How most financial advisors are paid at banks and credit unions has evolved from being based on recent production to being based on at least six months to a year of rolling averages, according to a recent study by Kehrer Saltzman & Associates.

When Kenneth Kehrer Associates did a study in 1997 of financial advisor compensation, it revealed most compensation was based on an advisor's production in the previous month. Now, payment is based on a rolling average of the advisor's production in the past six to 12 months. The findings are part of the Financial Institution Advisor Incentive Plan Survey released in September by Kehrer Saltzman, a management-consulting firm for the financial services industry.

"The financial advice business in banks and credit unions has matured significantly over the past 15 years," says Kenneth Kehrer, whose firm conducted the original survey and who is now a principal at Kehrer Saltzman. Bank broker-dealers have found that rolling-average payments help recruit and retain high-quality advisors, as well as contribute to investment services being delivered more effectively to clients, he added.

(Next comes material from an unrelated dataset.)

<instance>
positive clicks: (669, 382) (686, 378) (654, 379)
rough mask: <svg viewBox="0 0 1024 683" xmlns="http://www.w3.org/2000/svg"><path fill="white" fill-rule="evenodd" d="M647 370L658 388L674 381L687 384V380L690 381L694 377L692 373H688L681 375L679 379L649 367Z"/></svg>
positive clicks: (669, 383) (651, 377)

 In 1997, banks and credit unions based pay on a tiered grid calculated on the basis of an advisor's production for the previous month, rather than the current rolling average of production for longer periods. "As a consequence, many advisor compensation plans also have moved away from the style of regional brokerage firms and now incorporate more discretionary bonuses and scorecards that include factors beyond personal production, such as goals to be met over time," Kehrer adds.

The current survey was based on advisor compensation plans from 22 bank investment services units that represent 40% of advisors working in U.S. banks and credit unions.